The resulting 2014 Match the Hatch digital edition is a listing of 33 insect species favored by hungry Esopus Creek trout, reflecting current conditions and arranged by month of their appearance. A photograph of the nymph and adult phase of each species is paired with studio photographs of the artificial flies that best imitate each insect. This information can be accessed by time of year, generic name of the insect, scientific Latin name of the insect, generic name of the artificial fly, and/or by a visual match of the photos with the live insects encountered on the stream. The artificial flies are further categorized as drys, nymphs, attractors, terrestrials and streamers. Included is the fly tyer’s original recipe for the fly, listing hook sizes and the materials used in making the fly, and identifying both the tyer and the originator of the fly. Fourteen master fly tyers, recognized as among the best at the arcane craft of Catskill-style fly tying, contributed their artistry to the project. Sixty-four original flies tied for the project are mounted in museum-quality shadow box mounts and placed on display in the Phoenicia Library (9 Ava Maria, Phoenicia, NY 12464).

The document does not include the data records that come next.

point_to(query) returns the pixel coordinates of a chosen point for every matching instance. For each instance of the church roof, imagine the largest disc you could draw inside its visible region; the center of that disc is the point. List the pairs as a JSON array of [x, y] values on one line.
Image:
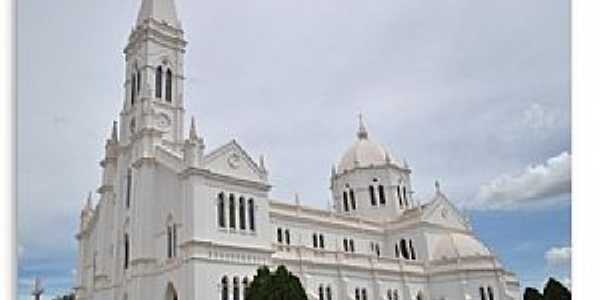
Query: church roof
[[364, 153], [159, 10], [457, 245]]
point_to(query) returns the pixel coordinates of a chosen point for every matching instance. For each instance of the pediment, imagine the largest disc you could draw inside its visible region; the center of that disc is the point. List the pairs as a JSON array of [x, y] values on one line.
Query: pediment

The Jerry Bartlett Collection at the Phoenicia Library was created in 1995 in honor of local guide and angling instructor Jerry Bartlett (1939-1995), who worked tirelessly to conserve the cold water fisheries of the Catskills Mountains. We celebrate the history and traditions of Catskill Angling with an extensive collection of books about fishing and fly tying as well as with collections of rods and reels, tackle, historical memorabilia, artworks, archives, and other resources. Dedicated to Jerry’s memory, the collection is housed in the Phoenicia Library and is open to the public during library hours.